James hatte einen Arm um mich gelegt. Meine Hände hatten sich, um die Teetasse verkrampft, die ich mir mittlerweile besorgt hatte. Der Geruch von Melisse, Lavendel, Fenchel und Rosmarin hatte sich aus der Tasse in dem Zimmer verbreitet.
„Wir sitzen hier seit zwei Stunden."
„Ich weiß."
„Wir sollten Mal zu unseren Kindern zurückkehren." Der Arm verschwand. Stattdessen stand mein Schwager auf. Ich allerdings blieb sitzen. Meine Finger noch immer fest um die Tasse geklammert.
„Carolin, deine Zwillinge können nicht ihre Mutter auch noch verlieren. Es bringt nichts, wenn du pausenlos hier sitzt. Ich weiß, dass du gestern den ganzen Tag hier warst. Seit dem – Vorfall warst du immer hier. Zeit endlich wirklich nach Hause zu gehen. Die Heiler werden dir Bescheid sagen, sobald er aufwacht. Deine Kollegen werden dich verständigen." Ich nickte leicht. Wahrscheinlich hatte mein Schwager recht. Es war Zeit, endlich wieder meinen Mutterpflichten nachzukommen, als den ganzen Tag im Krankenhaus bei Sirius zu sitzen. Ich beugte mich zu meinem Ehemann herunter, um ihn einen Kuss auf die Stirn zu drücken.
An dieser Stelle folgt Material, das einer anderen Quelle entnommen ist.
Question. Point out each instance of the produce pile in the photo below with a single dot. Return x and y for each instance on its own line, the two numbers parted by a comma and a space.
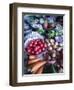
43, 44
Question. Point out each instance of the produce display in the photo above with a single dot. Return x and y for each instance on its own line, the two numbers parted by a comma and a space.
43, 44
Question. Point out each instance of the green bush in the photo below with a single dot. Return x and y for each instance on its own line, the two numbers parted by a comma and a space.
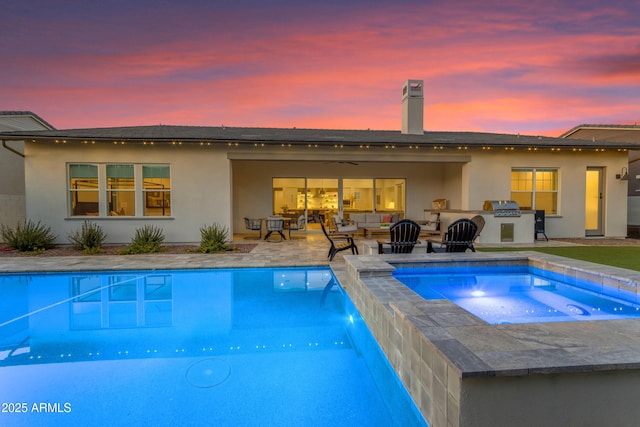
28, 236
213, 238
89, 239
147, 240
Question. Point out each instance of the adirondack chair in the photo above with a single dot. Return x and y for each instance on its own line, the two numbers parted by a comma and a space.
348, 243
458, 238
403, 237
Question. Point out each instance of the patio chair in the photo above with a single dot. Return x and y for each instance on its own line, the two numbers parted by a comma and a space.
479, 222
335, 248
253, 224
404, 236
458, 238
275, 223
298, 225
314, 216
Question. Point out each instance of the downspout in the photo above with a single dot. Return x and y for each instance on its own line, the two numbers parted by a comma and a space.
4, 144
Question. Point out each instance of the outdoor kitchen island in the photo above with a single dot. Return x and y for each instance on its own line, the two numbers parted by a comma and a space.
504, 222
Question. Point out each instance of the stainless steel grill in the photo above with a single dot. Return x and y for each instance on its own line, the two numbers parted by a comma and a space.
507, 208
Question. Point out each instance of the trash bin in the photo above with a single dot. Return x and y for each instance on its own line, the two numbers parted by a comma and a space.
539, 225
„Ich liebe dich, Stallbursche. Und dein kleines Kätzchen tut das auch. Dein Welpe fragt schon nach ihrem Papahund. Du hast ihr erstes Wort verpasst." Ich löste mich wieder von meinem Partner. Stattdessen lief ich zu James. Dieser hatte schon eine Hand nach mir ausgestreckt, die er mir wieder auf die Schulter legte.
„Soll ich dich nach Hause bringen, Carolin?"
„Nein, danke. Das ist wirklich lieb gemeint, aber es ist besser, wenn ich alleine gehe."
„Klar, ansonsten wüsste ich wieder, wo ihr wohnt und –" Mein Schwager brach mitten im Satz ab. Er wirkte ziemlich schuldbewusst. Anscheinend wusste er, dass er von unserem heimlichen Umzug eigentlich gar nichts wissen sollte.
„Sirius hat etwas gesagt, was euch verraten hat. Es tut ihm leid." Ich lehnte meinen Kopf an die Schulter meines Schwagers.
„Ist schon in Ordnung. Ich kann dir nur leider nicht verraten, wo wir jetzt wohnen."
„Das ist mir bewusst. Ich finde es ehrlich gesagt vollkommen in Ordnung. Ich verstehe es. Es ist ein Nymphending. Ich bin froh, wenn meine Familie in Sicherheit ist. Meine Schwägerin, meine beiden Nichten und mein liebster Bruder sind es auf jeden Fall." Wir sahen zusammen in Richtung Sirius, welcher noch immer in seinem Krankenbett lag. Allerdings nicht mehr mit geschlossenen Augen, denn genau in diesem Moment schlug er die Augen auf.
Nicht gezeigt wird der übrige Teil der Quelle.